I’m sure you wouldn’t say anything like that. And I wouldn’t either. Why?

Let me tell you one more story.

Some friends once suggested that I take part phone number library in the creation of a mobile app with stories. In it, the user would choose the course of the plot and the ending.

It sounded cool back then, like the future was already here. Just imagine: you swipe your finger across the screen and create a customized story.

For context, I run a channel about the non-bohemian writer’s life . I was invited to write stories for a mobile app.

After thinking about it, I refused.

Firstly, it would have taken a lot of time. Instead of one story, I would have had to write five.

Or maybe twenty, if there are three or four forks in history. But the main reason is different.

A person who picks up a book or a smartphone how to take advantage of halloween for business wants to immerse themselves in the world that the author has created for the reader, in the fates of the characters that the author has created from his own, authorial observations. In the conflicts, values ​​and possible conclusions that the author has laid down in this story.
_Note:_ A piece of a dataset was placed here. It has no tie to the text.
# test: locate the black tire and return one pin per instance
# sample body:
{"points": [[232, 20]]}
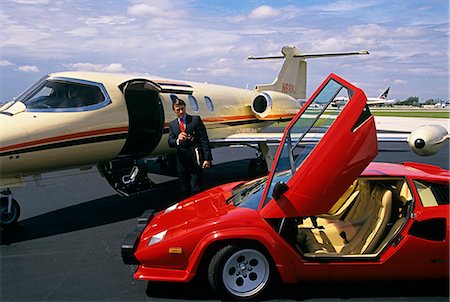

The author, not the reader.

When you buy a chair, you want to sit on it, not assemble it. When you order a burger, you want to eat it, not cook it. This is how the format of a story, a narrative, is polar opposite to the format of a text game, any game.

Here I judge as a reader, not as a writer. I do not want to choose whether to keep Anna Karenina alive. I do not want Leo Tolstoy to please me and adapt history to my taste. I want to know the “real” fate of Karenina.

It only seems that the reader is interested in taking part in co-creation. In fact, it is almost always not. We come to a book, an application, a film, and any product in the broad sense for something else. For a solution to a problem, for satisfying a need. Co-creation consists in the reader’s own interpretation of history, but not in its creation.

Let me return to the question at the beginning.

How to identify customer needs and sell more

The audience doesn’t know what they want. So it’s pointless to ask: what do you want? What should our sausage, book, CRM system be like so that you buy it?

A visionary is someone who senses what the audience wants and gives it to them. And the audience then falls in love with the product and votes for it with their rubles and kopecks.

The audience doesn’t know what it wants. Or rather, it knows in its gut, but can never formulate it.

How to become a visionary and find out what betting data people want? Do you need a natural “nose” or is this skill developed? My text does not set the task of answering these questions. I will only note that they are applied, which means that the answers will be found, you just have to start looking. Now it is important for us to define a fundamental conviction: do not expect the audience to clearly say what they want. They will not say. You will have to research and guess – and this is ok if we want to create a strong, convincing product.